Government pushing constitutional amendment in Parliament hardens positions on both sides of the borderOnce the amendment passes, the new political map will be enshrined in the constitution, leading India to also take up a more inflexible position on the boundary, pundits say.
Now that the government has tabled an amendment to the constitution to update the map of Nepal in the national emblem, positions in both India and Nepal have hardened to the point where diplomatic talks are unlikely to take place in the near future, say diplomats and ruling party leaders.
With all of the political parties on board, the amendment is likely to pass easily, cementing Nepal’s claims to Kalapani, Lipulekh and Limpiyadhura in the constitution and solidifying Nepal’s position. This will likely only lead to India becoming more inflexible, according to one ruling party leader.
“After the primary opposition Nepali Congress decided to vote in favour of constitution amendment, chances are now very slim that New Delhi will hold talks anytime soon with Kathmandu,” he said.
Narayan Khadka, the shadow foreign minister of the Nepali Congress, reiterated the ruling party leader’s assessment, saying that talks with India at this juncture are nigh impossible.
“The situation has become more complicated after we decided to amend the constitution,” said Khadka. “I don’t think Oli is ready to resolve the issue because it is a solid political tool to cover up all of his messes as prime minister and a good card with which to go into elections.”
According to Khadka, India is unlikely to budge from its claim on Kalapani, as the area has strategic military value. New Delhi is more likely to negotiate on Susta while ignoring the other disputes, he said.
Susta, located in southern Nepal, is another disputed area between Nepal and India.
While both Nepal and India appear to be waiting to see who blinks first, analysts and party leaders all say that the solution to the boundary dispute is through diplomatic talks. But with India refusing to sit for even virtual talks, citing the ongoing Covid-19 pandemic, Nepal has been compelled to resort to back-channel negotiations.
Embassy sources confirmed the meeting but refused to discuss the content of the meeting.
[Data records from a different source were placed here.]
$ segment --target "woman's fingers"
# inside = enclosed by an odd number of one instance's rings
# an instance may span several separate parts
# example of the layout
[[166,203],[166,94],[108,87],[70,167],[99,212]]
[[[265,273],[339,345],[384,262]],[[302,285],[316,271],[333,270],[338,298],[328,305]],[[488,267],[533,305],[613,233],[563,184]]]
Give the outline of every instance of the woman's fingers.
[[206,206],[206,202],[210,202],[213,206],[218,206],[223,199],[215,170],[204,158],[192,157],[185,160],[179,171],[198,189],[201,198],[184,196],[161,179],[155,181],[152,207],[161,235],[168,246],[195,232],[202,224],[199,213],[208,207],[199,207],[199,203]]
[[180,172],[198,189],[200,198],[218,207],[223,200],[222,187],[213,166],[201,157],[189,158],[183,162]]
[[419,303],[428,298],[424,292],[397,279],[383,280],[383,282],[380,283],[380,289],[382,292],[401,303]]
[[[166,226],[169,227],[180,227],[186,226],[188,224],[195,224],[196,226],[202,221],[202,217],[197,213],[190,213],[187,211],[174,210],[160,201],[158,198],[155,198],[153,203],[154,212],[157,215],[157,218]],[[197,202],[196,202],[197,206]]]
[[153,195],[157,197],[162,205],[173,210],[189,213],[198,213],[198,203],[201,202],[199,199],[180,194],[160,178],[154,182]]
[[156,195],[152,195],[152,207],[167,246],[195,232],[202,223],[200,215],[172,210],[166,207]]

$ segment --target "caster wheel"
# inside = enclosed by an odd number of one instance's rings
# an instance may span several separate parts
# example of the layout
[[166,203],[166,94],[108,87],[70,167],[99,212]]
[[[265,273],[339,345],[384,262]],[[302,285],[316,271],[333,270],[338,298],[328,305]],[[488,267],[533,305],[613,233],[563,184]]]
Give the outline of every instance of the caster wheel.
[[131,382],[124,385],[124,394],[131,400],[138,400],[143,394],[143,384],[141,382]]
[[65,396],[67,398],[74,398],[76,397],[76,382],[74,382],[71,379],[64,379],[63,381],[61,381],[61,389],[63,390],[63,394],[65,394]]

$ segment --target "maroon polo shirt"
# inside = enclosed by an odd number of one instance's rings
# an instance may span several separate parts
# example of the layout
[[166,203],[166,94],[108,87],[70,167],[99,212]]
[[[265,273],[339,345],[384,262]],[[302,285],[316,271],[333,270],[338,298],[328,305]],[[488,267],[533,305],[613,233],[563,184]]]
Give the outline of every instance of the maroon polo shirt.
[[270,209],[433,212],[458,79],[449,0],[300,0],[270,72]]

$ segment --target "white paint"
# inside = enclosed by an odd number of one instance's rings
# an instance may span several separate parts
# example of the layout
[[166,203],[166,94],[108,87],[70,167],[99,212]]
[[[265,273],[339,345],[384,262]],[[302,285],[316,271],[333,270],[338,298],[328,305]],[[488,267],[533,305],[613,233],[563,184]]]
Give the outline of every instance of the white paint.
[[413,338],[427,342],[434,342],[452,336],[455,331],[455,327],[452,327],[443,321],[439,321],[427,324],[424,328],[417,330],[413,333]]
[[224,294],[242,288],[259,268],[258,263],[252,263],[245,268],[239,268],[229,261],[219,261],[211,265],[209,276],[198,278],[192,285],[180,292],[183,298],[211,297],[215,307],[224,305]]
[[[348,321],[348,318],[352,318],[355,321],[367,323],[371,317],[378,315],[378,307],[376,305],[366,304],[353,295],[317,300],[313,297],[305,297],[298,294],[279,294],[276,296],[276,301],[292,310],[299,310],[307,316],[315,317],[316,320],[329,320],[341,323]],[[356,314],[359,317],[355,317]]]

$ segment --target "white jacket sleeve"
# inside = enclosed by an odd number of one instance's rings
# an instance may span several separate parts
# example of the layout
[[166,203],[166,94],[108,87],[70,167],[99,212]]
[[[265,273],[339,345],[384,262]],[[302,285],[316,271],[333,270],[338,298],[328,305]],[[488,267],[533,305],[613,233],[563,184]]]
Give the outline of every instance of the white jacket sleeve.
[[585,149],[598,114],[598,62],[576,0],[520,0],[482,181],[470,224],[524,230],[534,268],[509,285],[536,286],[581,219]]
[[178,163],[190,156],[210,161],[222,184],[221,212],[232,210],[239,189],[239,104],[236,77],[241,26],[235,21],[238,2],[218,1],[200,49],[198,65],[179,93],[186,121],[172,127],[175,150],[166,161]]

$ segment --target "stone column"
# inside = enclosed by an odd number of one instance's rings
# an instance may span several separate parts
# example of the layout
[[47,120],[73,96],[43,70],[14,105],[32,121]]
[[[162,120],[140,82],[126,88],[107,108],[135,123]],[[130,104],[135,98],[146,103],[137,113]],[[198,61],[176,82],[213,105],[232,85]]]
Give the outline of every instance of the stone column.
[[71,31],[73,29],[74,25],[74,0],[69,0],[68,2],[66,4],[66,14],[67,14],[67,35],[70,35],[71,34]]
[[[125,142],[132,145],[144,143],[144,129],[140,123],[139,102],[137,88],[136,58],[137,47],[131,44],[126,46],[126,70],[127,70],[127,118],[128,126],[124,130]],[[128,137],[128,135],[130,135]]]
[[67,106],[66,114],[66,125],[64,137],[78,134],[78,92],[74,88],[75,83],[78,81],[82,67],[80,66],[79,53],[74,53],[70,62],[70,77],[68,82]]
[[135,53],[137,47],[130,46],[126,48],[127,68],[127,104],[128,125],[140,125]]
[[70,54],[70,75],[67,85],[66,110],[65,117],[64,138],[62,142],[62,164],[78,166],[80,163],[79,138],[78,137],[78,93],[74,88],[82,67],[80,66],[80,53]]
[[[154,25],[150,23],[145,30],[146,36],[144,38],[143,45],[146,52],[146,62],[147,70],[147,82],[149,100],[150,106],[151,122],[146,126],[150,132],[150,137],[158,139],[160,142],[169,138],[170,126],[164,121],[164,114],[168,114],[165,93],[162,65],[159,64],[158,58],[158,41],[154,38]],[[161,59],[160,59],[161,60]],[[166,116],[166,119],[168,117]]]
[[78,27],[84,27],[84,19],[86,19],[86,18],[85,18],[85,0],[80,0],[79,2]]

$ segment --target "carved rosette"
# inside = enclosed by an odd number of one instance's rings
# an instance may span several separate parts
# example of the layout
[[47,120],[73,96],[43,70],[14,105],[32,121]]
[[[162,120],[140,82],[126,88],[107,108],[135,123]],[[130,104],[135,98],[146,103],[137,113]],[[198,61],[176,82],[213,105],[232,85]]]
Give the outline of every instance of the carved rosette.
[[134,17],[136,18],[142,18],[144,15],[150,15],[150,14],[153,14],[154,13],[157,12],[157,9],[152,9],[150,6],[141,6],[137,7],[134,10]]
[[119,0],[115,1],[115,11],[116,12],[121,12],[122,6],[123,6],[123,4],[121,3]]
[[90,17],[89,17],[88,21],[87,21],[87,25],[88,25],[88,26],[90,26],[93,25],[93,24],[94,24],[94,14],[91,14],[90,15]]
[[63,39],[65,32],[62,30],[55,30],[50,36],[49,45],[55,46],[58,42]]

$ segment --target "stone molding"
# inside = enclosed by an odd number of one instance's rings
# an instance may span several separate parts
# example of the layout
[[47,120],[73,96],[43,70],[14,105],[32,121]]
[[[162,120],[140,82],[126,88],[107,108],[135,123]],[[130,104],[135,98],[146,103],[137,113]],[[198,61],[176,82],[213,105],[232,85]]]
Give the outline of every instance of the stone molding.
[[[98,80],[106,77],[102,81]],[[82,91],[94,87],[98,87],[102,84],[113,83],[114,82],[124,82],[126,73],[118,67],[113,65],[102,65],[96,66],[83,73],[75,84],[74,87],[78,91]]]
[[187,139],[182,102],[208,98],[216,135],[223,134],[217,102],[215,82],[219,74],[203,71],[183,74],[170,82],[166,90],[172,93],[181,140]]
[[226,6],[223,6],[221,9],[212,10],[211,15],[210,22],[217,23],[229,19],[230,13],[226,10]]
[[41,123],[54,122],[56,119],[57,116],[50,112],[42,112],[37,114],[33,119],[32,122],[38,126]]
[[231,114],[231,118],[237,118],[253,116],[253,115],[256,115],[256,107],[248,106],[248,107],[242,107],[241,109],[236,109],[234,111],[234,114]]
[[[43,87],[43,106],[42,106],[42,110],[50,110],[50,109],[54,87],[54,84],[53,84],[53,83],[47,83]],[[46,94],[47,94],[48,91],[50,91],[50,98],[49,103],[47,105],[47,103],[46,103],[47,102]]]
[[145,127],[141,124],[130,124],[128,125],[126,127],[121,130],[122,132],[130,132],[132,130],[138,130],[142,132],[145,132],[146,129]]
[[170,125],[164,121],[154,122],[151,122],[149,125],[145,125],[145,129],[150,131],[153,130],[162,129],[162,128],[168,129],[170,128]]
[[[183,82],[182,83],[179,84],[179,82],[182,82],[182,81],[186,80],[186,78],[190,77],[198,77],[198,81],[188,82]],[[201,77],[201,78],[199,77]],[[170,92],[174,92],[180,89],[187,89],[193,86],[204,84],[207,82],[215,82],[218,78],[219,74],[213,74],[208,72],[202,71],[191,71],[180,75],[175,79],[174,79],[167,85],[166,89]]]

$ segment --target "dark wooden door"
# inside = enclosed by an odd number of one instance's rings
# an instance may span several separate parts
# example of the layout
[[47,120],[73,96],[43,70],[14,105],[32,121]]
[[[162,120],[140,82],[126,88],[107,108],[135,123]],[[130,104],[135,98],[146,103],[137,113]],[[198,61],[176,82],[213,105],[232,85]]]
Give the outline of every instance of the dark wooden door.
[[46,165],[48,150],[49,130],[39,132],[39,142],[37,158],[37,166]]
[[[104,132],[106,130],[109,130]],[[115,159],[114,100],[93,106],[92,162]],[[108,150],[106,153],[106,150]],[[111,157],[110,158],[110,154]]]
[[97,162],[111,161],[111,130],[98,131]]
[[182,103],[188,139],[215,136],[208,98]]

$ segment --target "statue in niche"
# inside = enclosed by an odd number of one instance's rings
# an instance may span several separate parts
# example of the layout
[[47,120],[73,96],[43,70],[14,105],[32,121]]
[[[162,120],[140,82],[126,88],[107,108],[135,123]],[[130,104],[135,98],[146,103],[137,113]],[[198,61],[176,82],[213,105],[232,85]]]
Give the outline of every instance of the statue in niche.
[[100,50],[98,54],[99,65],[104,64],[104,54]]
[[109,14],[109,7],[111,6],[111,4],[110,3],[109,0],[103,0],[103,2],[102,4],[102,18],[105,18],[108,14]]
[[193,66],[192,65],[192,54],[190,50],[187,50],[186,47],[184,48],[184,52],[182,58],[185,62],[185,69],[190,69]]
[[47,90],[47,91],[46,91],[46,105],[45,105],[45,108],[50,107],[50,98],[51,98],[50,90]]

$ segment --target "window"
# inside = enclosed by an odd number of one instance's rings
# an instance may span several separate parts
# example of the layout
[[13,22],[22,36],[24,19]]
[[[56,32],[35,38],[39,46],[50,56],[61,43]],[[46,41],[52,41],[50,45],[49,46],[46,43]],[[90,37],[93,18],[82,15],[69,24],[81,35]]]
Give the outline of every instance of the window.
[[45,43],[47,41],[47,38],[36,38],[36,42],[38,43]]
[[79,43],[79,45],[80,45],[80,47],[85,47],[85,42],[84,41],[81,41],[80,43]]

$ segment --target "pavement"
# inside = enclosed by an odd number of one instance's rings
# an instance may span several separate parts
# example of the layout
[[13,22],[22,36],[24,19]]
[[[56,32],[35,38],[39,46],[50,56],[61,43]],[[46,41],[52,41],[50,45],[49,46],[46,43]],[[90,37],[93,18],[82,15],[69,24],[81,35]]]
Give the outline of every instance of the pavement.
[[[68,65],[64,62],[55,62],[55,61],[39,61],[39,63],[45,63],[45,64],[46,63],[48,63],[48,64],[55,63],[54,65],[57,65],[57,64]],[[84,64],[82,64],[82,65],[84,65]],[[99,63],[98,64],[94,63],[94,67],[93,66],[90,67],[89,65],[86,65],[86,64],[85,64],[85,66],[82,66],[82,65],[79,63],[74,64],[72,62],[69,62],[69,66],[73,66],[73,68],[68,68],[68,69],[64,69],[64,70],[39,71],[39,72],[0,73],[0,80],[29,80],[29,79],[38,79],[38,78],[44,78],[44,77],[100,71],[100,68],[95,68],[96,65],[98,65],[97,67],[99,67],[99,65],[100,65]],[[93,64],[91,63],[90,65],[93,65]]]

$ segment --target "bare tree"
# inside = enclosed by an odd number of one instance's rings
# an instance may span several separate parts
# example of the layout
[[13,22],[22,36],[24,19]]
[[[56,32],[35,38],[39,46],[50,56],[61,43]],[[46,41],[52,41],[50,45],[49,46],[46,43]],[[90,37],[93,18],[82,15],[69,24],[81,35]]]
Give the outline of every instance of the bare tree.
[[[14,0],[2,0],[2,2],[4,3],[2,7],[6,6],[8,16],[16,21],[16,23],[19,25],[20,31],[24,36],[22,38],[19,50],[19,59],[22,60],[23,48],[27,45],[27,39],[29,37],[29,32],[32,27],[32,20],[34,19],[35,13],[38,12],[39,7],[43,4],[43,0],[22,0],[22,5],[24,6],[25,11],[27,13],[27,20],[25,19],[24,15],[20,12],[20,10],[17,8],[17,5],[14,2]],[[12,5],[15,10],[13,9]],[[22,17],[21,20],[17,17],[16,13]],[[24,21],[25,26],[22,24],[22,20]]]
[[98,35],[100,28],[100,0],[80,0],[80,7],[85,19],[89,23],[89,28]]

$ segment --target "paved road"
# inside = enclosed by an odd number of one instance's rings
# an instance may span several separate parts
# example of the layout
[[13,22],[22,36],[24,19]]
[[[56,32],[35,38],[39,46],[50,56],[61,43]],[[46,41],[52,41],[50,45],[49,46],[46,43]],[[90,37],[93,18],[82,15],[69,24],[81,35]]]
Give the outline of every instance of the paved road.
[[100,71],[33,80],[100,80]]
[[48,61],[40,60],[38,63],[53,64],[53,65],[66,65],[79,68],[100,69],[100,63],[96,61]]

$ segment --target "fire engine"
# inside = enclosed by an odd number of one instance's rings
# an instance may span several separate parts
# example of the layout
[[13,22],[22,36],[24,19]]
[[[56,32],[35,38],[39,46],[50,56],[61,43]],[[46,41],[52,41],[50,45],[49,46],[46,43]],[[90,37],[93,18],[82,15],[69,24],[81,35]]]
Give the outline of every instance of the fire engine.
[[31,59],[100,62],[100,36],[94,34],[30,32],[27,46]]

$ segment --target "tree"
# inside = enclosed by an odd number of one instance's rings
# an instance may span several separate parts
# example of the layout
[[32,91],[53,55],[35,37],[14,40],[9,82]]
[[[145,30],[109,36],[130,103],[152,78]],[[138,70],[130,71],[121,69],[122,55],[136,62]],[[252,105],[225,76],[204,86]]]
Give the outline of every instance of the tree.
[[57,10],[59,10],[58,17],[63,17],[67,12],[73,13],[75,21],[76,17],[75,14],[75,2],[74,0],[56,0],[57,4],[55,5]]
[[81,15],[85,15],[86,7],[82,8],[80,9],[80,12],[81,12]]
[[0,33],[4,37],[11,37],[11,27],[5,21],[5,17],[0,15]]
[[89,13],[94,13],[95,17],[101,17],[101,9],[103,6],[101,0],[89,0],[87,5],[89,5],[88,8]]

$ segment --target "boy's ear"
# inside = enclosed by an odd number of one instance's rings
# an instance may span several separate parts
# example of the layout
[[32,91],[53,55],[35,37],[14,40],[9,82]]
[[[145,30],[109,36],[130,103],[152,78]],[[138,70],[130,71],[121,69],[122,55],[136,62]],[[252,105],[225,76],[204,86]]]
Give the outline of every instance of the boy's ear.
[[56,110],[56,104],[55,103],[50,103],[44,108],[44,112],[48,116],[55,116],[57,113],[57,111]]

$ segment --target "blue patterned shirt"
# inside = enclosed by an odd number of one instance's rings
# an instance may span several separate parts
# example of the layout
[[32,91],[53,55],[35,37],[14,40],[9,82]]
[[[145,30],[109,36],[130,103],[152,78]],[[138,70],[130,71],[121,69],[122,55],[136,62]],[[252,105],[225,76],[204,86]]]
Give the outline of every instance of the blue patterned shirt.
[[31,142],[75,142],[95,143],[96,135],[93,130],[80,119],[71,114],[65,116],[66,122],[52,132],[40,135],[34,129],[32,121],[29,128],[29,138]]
Multiple sources inside the ruling party told the Post that Baskota later told Prime Minister Oli that India was not going to take any harsh measures against Nepal.
While the rhetoric from both sides has lessened somewhat, the constitutional amendment now stands as an obstacle to talks.
“But at least there has been a change in tone from both sides,” said former foreign secretary and ambassador Madhu Raman Acharya. “Talks should happen and diplomacy should be given due importance. Had we started talks in November when India first came up with its new political map, we would have reached a conclusion by now as to how we can move forward.”
According to Acharya, Nepal is at fault for not pushing harder for talks but India too has pushed things farther by refusing to sit for talks.
“If both sides had sat for talks, Nepal would probably not have published the map,” he said.
Nepal published a new political and administrative map that includes all disputed territories as its own on May 20. Earlier, in November, India published its own political map showing Kalapani within its borders.
As the prospects for talks continue to dwindle, Oli, who had long cultivated good relations with Delhi before taking on a hard nationalist stance in 2015, has mobilised back-channels in the Indian capital, which includes senior Bharatiya Janata Party leaders, members of the Indian diplomatic community, and businesspersons, according to leaders from the ruling party.
However, these back-channel negotiations have yet to result in anything tangible.
On Saturday, during an interview on Indian television, Indian Defence Minister Rajnath Singh, whose inauguration of a new link road via Lipulekh had kicked off this entire fiasco, said that he is aware of the unfolding situation in Nepal.
“We are like family members and relatives and if we have any differences, we will sort them out through talks,” he said.
But not everyone is convinced that talks will be held. There are many who believe that India will simply wait until the issue fizzles out and the status quo remains unchanged. That was the approach it took in November, when protests had broken out over India’s encroachment of Kalapani.
“We are in favour of talks with India but we are afraid that Oli might halt negotiations with New Delhi on the grounds that we already have a map now,” said Khadka, the Congress leader. “If you ask me whether there is any possibility of talks with India, my answer would be ‘no’.”